JAKARTA – Kehadiran nasi gandul asal Kabupaten Pati, Jawa Tengah, di kawasan Senopati, Jakarta Selatan, tidak hanya menjadi kabar menggembirakan
Bagi pecinta kuliner tradisional, tetapi juga menjadi sinyal kuat kebangkitan makanan khas daerah di pusat kota.
Restoran Nasi Gandul Harmonis yang diresmikan pada Rabu (22/4/2026) disebut sebagai langkah besar
Untuk mengangkat martabat kuliner lokal, agar kedepan mampu bersaing dengan tren makanan modern yang selama ini mendominasi pasar perkotaan.
Ketua Umum IKKP sekaligus Anggota DPR RI Fraksi Golkar, Firman Soebagyo menegaskan bahwa nasi gandul bukan hanya menu makanan, tetapi simbol tradisi masyarakat Pati yang memiliki akar sejarah panjang.
Firman menyebut nasi gandul telah dikenal sejak ratusan tahun lalu, dan tetap bertahan. karena kekuatan cita rasa serta nilai budaya yang melekat di dalamnya
“Ini bukan hanya soal makanan, tetapi juga sejarah dan tradisi masyarakat Pati yang harus terus dilestarikan,” kata Firman kepada wartawan
Ia juga menilai keberanian pengusaha asal Pati, Wardoyo membuka restoran di kawasan elit Senopati merupakan langkah strategis yang patut dihargai.

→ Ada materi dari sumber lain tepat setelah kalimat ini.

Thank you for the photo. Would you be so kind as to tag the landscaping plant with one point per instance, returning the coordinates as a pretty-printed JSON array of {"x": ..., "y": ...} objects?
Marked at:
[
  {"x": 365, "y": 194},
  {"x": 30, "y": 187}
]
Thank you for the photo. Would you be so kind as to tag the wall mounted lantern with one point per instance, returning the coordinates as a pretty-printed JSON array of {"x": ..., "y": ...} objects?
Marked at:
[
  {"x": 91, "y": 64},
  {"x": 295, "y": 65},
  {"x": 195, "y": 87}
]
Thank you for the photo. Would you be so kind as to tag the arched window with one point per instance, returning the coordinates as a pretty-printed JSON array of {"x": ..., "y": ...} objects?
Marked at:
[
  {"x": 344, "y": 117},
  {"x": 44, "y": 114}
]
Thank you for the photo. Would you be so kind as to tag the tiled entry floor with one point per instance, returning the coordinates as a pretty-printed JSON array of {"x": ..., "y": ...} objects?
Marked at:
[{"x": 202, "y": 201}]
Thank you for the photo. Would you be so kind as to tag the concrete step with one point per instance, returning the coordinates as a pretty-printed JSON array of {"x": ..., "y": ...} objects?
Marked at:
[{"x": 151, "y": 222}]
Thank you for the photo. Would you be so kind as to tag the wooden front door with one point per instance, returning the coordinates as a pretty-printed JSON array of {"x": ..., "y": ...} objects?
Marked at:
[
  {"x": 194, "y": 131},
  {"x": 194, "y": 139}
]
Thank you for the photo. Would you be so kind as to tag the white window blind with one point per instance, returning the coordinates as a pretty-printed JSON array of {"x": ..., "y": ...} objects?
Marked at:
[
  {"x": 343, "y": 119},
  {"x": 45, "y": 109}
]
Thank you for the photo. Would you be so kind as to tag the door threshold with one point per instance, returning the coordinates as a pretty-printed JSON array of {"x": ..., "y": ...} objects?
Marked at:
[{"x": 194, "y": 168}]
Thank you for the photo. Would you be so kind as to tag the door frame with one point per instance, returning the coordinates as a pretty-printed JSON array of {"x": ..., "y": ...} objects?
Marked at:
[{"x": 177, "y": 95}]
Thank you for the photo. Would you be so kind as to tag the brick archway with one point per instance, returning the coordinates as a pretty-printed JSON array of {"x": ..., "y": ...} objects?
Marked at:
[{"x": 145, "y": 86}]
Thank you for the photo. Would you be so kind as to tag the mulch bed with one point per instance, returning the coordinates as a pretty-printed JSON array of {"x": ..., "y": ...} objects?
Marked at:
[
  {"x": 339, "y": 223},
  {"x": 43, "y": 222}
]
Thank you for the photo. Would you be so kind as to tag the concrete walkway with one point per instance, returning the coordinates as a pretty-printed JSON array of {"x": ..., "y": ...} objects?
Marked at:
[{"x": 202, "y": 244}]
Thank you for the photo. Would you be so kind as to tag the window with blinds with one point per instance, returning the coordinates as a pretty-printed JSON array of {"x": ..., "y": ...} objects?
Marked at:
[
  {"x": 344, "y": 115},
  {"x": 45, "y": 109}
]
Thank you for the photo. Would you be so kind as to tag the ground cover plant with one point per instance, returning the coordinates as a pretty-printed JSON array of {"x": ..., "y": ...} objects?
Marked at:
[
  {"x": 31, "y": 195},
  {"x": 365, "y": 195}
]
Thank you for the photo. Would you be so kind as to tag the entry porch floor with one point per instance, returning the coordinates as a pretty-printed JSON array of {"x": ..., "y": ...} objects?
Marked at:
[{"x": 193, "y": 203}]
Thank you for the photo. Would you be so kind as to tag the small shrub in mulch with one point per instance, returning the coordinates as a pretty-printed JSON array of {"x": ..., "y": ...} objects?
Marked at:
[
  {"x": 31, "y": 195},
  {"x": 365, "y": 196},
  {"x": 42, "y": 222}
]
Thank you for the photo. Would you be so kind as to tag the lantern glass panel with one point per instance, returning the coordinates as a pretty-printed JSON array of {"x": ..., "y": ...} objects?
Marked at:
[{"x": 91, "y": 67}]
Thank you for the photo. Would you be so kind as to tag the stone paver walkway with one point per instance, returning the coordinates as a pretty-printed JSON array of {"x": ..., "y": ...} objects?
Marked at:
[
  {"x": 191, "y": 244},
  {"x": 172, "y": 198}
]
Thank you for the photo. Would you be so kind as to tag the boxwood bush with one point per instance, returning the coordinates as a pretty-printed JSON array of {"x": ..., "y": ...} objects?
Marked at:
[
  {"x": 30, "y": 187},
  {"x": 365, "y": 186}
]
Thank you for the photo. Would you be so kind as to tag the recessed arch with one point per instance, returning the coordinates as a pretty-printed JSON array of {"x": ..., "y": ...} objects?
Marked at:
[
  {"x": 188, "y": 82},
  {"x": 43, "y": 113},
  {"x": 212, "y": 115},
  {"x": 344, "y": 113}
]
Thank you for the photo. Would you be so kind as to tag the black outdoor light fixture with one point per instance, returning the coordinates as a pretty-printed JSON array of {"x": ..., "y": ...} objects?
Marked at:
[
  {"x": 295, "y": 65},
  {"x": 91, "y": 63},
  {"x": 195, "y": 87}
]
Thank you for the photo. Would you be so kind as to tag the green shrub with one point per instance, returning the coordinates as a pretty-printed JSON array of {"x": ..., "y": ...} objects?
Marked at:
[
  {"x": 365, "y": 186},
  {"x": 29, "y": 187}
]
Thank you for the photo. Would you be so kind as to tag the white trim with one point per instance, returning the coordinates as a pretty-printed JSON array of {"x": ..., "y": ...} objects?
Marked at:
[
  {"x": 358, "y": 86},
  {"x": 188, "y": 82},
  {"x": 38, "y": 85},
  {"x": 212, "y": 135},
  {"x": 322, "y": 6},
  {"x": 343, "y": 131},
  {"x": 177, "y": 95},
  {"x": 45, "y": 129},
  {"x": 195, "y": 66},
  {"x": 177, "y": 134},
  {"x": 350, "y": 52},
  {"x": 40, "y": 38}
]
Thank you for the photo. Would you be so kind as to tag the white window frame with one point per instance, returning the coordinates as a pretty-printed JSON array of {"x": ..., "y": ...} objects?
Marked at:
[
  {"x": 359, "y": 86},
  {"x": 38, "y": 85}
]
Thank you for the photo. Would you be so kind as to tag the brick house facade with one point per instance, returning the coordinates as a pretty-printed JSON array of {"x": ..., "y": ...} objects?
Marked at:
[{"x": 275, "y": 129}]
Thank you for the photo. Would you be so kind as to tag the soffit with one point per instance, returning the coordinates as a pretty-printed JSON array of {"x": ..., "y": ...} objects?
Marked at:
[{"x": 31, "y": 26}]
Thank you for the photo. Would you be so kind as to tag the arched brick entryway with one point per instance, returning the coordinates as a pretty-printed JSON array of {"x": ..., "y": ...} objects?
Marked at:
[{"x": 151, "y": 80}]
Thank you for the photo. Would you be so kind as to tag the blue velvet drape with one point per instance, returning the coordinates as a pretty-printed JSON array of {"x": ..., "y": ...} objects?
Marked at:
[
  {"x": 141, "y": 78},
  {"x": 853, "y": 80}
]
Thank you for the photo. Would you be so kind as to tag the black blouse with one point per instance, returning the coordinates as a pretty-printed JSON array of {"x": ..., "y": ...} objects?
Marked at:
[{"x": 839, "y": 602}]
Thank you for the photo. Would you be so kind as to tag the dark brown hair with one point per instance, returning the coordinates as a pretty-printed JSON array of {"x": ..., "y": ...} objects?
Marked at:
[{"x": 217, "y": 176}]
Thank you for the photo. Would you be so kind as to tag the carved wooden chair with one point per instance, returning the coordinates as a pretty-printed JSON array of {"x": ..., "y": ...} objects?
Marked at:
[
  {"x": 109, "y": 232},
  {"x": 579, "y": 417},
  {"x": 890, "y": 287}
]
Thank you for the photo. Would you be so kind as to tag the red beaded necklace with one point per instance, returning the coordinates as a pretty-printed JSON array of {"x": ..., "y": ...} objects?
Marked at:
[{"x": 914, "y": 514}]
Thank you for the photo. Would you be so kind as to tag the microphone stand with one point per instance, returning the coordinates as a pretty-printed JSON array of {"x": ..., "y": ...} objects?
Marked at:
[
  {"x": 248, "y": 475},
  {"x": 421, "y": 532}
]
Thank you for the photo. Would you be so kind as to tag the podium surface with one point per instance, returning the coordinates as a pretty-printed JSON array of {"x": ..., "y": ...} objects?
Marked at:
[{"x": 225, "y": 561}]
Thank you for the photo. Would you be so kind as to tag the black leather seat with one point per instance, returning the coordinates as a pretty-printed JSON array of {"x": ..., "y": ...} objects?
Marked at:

Menurutnya, tidak semua pelaku usaha daerah berani melakukan ekspansi dengan konsep modern dan investasi besar.
Maka harapan kedepan, restoran ini menjadi inspirasi bagi pengusaha lain, agar tidak ragu membawa kuliner daerah menuju pasar nasional.
“Keberanian membuka usaha di lokasi strategis dengan investasi besar ini patut diapresiasi. Ini bagian dari upaya menjadikan kuliner Pati sebagai destinasi utama,” tambahnya.
Dukungan terhadap nasi gandul juga datang dari tokoh nasional, Komjen Pol. Agus Andrianto dan Komjen Pol (pur) Oegoseno yang menilai nasi gandul memiliki makna sosial yang sangat kuat.
Menurut Agus, makanan tersebut mencerminkan karakter masyarakat Jawa yang sederhana, guyub, serta penuh kebersamaan.
“Nasi gandul ini bukan hanya soal rasa, tetapi juga menggambarkan kehidupan masyarakat yang sederhana, guyub, dan penuh kebersamaan. Ini yang harus kita jaga,” ujarnya.
Agus mendukung penuh langkah memperkenalkan nasi gandul lewat restoran modern di kota besar.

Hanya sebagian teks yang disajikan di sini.